Proposal due: April 4, 2008.
Poster session: Tuesday, May 6, 2008, 11am-1pm, CS
building "banana room" (outside room 105).
Final report due: May 13, 2007 (Dean's day).
For the final project, you are asked to explore the application of data analysis techniques to the data problem of your choice. The project is quite open ended. For instance, you can choose to study an algorithm and its variations in depth, making controlled experimental comparisons on various datasets. Or you can choose to study one particular data problem, giving special consideration to the unique properties of the problem domain, and testing one or more methods on it. Every project should involve the experimental application of at least one algorithm or technique to at least one dataset, although more than this minimal requirement will generally be expected. You may work individually or in groups of 2-3. We strongly encourage you to work in groups so as to be able to complete more ambitious projects.

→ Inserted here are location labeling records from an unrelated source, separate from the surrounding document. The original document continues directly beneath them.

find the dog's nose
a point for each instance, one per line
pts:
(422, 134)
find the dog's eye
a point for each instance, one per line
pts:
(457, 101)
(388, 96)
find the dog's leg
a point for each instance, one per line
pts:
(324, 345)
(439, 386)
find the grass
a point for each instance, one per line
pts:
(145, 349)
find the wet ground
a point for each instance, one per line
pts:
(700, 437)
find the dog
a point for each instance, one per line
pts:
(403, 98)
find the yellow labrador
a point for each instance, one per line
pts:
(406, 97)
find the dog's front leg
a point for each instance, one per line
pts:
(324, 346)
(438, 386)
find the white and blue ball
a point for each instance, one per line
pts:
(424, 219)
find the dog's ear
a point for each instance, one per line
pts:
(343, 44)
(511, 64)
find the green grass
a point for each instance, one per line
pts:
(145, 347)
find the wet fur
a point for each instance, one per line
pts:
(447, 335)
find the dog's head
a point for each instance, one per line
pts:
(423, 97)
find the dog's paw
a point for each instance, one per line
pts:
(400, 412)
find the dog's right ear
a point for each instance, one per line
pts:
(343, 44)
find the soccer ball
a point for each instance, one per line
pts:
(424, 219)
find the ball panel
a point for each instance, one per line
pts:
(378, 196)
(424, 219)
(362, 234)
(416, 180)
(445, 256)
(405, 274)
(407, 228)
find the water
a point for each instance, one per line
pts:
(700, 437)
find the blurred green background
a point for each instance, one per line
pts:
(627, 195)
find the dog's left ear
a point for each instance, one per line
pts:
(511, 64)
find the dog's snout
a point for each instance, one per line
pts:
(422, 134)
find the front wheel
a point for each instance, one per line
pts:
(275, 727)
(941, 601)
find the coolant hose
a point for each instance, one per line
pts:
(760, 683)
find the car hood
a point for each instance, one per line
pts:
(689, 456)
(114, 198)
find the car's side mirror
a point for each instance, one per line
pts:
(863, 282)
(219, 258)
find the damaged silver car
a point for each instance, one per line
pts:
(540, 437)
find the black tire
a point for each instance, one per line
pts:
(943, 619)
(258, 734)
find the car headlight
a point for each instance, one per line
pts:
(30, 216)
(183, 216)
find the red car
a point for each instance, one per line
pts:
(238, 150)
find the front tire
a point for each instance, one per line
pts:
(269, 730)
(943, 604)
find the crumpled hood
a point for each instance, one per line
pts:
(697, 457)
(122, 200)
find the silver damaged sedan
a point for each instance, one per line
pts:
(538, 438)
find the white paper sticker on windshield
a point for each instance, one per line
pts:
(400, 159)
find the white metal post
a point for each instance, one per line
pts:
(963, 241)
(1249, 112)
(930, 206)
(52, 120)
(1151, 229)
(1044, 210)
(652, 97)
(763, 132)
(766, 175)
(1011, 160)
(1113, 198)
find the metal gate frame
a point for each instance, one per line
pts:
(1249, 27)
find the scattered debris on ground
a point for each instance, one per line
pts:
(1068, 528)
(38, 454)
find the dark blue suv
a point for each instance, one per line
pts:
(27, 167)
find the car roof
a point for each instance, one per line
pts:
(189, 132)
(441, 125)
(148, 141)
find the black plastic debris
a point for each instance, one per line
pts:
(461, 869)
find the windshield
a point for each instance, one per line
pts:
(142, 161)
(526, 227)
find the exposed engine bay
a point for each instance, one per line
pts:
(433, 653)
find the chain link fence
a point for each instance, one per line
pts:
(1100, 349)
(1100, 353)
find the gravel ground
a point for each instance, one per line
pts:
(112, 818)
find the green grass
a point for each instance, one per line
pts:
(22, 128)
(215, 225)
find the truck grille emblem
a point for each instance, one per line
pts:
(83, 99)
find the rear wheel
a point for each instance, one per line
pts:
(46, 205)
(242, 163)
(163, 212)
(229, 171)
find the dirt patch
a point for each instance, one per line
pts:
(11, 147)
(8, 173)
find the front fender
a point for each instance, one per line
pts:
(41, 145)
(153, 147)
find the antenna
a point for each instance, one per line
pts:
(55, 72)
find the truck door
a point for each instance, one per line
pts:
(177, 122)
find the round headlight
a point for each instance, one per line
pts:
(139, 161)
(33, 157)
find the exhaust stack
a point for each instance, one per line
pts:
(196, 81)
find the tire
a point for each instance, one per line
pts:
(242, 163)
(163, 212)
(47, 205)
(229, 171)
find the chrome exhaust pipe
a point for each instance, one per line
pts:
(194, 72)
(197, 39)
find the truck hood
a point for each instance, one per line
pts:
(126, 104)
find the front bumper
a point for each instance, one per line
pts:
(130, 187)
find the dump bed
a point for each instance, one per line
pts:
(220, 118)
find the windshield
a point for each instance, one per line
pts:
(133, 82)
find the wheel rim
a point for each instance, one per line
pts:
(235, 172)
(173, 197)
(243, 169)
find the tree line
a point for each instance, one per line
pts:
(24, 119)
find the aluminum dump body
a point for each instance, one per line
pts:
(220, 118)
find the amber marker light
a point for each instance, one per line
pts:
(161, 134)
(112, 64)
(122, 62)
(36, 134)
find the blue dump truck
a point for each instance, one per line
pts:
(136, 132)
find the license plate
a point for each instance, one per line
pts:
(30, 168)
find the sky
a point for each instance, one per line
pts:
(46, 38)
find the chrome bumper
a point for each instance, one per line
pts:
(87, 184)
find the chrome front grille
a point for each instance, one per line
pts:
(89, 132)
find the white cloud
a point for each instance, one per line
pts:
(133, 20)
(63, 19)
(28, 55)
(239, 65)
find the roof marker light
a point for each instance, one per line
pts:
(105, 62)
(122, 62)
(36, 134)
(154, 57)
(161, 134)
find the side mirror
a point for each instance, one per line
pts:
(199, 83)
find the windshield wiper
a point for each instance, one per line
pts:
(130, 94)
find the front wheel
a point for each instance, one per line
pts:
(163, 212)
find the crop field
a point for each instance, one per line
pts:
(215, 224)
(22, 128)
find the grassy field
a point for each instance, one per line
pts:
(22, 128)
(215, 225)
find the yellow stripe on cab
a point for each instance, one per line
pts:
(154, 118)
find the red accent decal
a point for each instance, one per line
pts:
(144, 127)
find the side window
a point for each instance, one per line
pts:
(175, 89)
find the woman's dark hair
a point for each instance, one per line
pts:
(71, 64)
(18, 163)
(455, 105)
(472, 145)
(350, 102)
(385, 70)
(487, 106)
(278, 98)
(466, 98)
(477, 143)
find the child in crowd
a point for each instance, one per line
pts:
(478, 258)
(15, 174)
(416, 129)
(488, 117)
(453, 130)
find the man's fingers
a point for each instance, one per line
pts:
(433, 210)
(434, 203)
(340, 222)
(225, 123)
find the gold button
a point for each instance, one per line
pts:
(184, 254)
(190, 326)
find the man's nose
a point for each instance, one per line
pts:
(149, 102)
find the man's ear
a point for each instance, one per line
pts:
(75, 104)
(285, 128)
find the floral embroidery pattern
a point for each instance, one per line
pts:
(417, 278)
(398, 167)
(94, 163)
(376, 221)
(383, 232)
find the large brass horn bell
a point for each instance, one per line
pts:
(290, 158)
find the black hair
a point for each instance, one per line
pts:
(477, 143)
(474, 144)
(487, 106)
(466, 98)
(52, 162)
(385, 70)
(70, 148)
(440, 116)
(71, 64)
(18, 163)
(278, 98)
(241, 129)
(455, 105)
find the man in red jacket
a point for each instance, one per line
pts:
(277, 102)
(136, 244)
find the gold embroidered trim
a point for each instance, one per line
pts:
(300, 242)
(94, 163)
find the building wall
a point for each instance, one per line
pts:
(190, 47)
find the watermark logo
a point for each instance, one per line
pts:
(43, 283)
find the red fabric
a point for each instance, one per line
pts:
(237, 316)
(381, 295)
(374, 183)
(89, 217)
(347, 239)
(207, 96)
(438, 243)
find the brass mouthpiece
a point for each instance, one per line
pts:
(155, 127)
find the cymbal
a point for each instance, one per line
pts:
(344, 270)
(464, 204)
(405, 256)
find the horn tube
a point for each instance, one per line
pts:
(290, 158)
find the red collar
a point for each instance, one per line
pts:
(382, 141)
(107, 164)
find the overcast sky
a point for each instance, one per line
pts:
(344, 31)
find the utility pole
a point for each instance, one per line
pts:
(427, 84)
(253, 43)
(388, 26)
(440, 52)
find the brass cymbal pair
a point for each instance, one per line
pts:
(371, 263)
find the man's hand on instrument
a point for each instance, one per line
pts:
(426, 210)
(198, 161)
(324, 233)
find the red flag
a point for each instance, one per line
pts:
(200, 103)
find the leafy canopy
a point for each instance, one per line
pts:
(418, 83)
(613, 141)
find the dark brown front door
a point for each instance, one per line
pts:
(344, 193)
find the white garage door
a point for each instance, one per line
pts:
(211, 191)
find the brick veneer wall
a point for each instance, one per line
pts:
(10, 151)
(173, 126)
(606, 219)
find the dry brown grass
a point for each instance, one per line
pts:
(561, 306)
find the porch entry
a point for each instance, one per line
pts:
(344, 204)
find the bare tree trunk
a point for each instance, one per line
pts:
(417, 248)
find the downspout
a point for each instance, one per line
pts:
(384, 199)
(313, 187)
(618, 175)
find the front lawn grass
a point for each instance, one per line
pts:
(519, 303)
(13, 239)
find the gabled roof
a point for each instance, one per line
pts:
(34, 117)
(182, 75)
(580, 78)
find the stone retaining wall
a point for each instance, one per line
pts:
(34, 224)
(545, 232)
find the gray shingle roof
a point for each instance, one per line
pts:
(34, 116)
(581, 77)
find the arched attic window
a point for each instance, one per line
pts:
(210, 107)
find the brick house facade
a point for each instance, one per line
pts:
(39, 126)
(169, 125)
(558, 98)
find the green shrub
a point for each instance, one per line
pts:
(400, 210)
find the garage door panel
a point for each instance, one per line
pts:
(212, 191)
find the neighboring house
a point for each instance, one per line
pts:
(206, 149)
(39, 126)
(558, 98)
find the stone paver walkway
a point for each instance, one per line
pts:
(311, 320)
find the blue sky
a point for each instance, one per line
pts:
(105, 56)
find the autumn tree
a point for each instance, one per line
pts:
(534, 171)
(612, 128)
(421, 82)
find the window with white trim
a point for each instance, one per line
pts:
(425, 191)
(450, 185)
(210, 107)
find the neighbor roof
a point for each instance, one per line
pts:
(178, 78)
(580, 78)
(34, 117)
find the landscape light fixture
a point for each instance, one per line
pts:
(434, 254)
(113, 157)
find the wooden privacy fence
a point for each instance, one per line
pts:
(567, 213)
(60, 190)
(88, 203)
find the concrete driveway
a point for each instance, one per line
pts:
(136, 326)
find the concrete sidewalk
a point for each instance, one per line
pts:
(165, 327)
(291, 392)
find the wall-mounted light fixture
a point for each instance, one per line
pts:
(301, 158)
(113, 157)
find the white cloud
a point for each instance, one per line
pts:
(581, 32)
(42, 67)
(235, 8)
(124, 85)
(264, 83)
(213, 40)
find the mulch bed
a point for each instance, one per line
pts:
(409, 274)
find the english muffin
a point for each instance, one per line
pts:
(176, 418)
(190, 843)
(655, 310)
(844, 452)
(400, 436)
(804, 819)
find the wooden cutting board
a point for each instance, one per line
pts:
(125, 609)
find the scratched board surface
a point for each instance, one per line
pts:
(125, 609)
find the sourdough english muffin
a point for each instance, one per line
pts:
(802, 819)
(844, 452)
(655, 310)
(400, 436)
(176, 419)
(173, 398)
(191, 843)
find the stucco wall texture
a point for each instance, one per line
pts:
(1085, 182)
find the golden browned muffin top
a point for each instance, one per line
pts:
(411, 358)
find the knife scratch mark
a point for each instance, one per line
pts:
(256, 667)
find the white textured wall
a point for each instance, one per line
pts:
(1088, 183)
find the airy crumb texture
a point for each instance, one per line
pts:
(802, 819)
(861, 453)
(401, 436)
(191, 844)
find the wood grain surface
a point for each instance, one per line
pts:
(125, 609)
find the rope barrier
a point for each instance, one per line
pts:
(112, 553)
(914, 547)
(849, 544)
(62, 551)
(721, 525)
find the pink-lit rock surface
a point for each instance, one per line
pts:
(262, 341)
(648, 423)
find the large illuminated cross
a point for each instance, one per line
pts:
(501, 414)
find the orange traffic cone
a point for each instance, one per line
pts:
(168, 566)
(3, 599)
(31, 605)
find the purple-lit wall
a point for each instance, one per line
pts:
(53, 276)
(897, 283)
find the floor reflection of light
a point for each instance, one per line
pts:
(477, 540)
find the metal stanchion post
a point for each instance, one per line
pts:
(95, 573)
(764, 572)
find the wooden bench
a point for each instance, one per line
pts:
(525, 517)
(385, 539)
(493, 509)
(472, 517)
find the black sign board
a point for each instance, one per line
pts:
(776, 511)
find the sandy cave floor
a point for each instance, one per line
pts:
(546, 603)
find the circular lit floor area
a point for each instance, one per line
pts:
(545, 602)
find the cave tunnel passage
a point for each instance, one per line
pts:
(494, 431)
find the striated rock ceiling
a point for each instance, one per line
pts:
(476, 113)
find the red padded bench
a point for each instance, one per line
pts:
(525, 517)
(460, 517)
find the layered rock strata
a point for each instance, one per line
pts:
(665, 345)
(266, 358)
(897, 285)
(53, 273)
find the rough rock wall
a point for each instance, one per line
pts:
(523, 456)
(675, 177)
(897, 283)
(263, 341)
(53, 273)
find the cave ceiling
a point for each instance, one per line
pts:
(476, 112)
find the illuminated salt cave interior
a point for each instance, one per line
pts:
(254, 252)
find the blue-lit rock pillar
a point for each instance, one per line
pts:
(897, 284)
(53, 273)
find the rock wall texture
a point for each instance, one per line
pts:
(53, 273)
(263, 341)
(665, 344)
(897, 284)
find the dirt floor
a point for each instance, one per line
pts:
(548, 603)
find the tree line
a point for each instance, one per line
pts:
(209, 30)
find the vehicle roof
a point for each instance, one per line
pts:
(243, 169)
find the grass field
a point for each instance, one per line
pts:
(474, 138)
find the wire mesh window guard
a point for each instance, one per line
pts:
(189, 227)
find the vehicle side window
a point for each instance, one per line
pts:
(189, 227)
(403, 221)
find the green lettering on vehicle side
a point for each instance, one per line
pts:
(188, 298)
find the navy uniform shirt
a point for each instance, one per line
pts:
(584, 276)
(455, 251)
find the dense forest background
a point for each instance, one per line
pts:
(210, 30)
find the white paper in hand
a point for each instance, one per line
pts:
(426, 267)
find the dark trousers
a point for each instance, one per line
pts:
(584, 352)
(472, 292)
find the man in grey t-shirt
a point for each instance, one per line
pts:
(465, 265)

By Friday, April 4, 2008, please turn in a brief, written description of what you propose to do for your final project. The proposal should be submitted in hard copy to the TAs. If you are working as a group, only one proposal need be turned in for the group (be sure to include everyone's name and email address). Feel free to come talk to us about your ideas. We will notify you once your project has been approved. At that time, we will also assign one of the two TAs to supervise your project, so that you will have a clear point of contact for getting assistance.
There will be a poster session on Tuesday, May 6, 2008. Presenting a poster is a required part of this project, although the poster itself will not be graded. See below for further information.
This project is due on Tuesday, May 13, 2007. Please make every effort to turn in your project on time. The final project cannot be turned in late, whether or not you are using "free" late days.
We strongly advise starting early on your project. Preparing data and running experiments can take a lot of time!
Every project must involve at least one algorithm or technique, and at least one dataset; your analysis should go beyond what has already been explored in this course. Your project can focus either on the algorithm or on the data. Every project should have a clearly defined purpose.
Here are some examples of possible types of projects:
These examples are only meant to provide a starting point. You are strongly encouraged to be creative and original in your choice of topic!
You will need to do some background reading on your topic to help you decide how to proceed, and to give context to your work.
Here are some places to look to get ideas for topics, and for background reading:
It is okay to do a project that is related to independent research that you are doing as part of your graduate study, junior project or senior thesis. In this case, you will need to carve out a project that is focused and relevant to this course. If this is part of a junior or senior project, please inform your advisor of this so as to recalibrate expectations. We emphasize that turning in a project based on previously completed research is not appropriate.
Every project must involve at least one dataset, ideally one which was not already used in the course. There are many interesting and freely available datasets that you can find with Google searches. Here are some of the other places you might look for data:
Although you are encouraged to use data that you find or gather on your own, it should go without saying that if you plan to use data that is private, confidential, classified, copyrighted, controlled, sensitive, etc., it is your responsibility to be sure that it is legally and ethically okay for you to use the data for the purposes of this project (including possibly sharing the data with the graders, should the need arise). Please do not use any data in any way that might be considered illegal, unethical, immoral or inappropriate.
You can implement your project using R or you can use another software environment of your choice, such as java, C or matlab. (You also may need to pre-process your data to get it into an appropriate format, for instance, using perl or python.) The project should involve a number of analyses, and a detailed exploration and summary of the results using visualization. Your analysis should keep in mind the overall purpose you have chosen for your project.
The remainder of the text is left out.